Example (ordering on an aggregated key — correct full aggregation):
{
"labels": ["HS_DEAL"],
"select": {
"totalAmount": { "$sum": "$record.amount" }
},
"orderBy": { "totalAmount": "asc" },
"groupBy": ["totalAmount"]
}
Produces Cypher (ORDER BY after aggregation):
MATCH (record:__RUSHDB__LABEL__RECORD__:`HS_DEAL` { __RUSHDB__KEY__PROJECT__ID__: $projectId })

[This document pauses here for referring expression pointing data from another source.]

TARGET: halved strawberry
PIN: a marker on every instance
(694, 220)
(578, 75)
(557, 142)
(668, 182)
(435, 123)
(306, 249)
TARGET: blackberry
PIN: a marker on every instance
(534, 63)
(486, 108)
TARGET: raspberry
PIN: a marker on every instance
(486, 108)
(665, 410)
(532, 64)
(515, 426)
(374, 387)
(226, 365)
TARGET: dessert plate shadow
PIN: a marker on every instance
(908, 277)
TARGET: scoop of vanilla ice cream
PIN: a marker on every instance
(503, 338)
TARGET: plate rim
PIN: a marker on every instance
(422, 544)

WITH sum(record.`amount`) AS `totalAmount`
ORDER BY `totalAmount` ASC SKIP 0 LIMIT 100
RETURN {`totalAmount`:`totalAmount`} as records
Guidelines:
- Always specify
orderByon aselectkey when usinggroupByto get accurate totals across the entire match set. - Omit it only if you intentionally want to aggregate over a pre-sliced subset of records.
See also: Pagination & Order guide.
Complete Example
{
labels: ['COMPANY'],
where: {
EMPLOYEE: {
$alias: '$employee',
salary: { $gte: 50000 }
}
},
select: {
companyName: '$record.name',
headcount: { $count: '$employee' },
totalWage: { $sum: '$employee.salary' },
avgSalary: { $avg: '$employee.salary', $precision: 0 },
minSalary: { $min: '$employee.salary' },
maxSalary: { $max: '$employee.salary' },
employeeNames: {
$collect: {
from: '$employee',
select: { name: '$employee.name' }
}
}
}
}
Example data and response
// Company record
{ __id: "018838b8-...-a293", __label: "COMPANY", name: "TechCorp" }
// Employee records
[
{ __id: "018838b8-...-b45f", __label: "EMPLOYEE", name: "John Doe", salary: 550000 },
{ __id: "018838b8-...-c67d", __label: "EMPLOYEE", name: "Jane Smith", salary: 600000 }
]
// Query result:
{
data: [{
__id: "018838b8-...-a293",
__label: "COMPANY",
companyName: "TechCorp",
headcount: 2,
totalWage: 1150000,
avgSalary: 575000,
minSalary: 550000,
maxSalary: 600000,
employeeNames: [{ name: "Jane Smith" }, { name: "John Doe" }]
}],
total: 1,
success: true
}
If you have existing queries using the legacy aggregate DSL, use this mapping to migrate to select. The aggregate clause is deprecated and should only be used for vector similarity until select supports it:
Legacy aggregate | New select |
|---|---|
'$record.name' (inline ref) | '$record.name' (unchanged) |
{ fn: 'sum', field: 'salary', alias: '$emp' } | { $sum: '$emp.salary' } |
{ fn: 'avg', field: 'salary', alias: '$emp', precision: 2 } | { $avg: '$emp.salary', $precision: 2 } |
{ fn: 'count', alias: '$record' } | { $count: '*' } |
{ fn: 'count', field: 'x', alias: '$a' } | { $count: '$a.x' } |
{ fn: 'min', field: 'salary', alias: '$emp' } | { $min: '$emp.salary' } |
{ fn: 'max', field: 'salary', alias: '$emp' } | { $max: '$emp.salary' } |
{ fn: 'collect', alias: '$emp', field: 'name' } | { $collect: { from: '$emp', select: { name: '$emp.name' } } } |
{ fn: 'collect', alias: '$emp' } | { $collect: { from: '$emp' } } |
Nested fn:'collect' in aggregate | { $collect: { label: 'LABEL', select: { ..., nested: { $collect: { label: '...' } } } } } |
{ fn: 'timeBucket', field: 'date', granularity: 'day' } | { $timeBucket: { field: '$record.date', unit: 'day' } } |
Note on vector similarity:
fn: 'vector.similarity.cosine'andfn: 'vector.similarity.euclidean'are not yet available inselect. Use the legacyaggregateclause ONLY for these queries until theselectequivalent is released. All other metrics/analytics must useselect.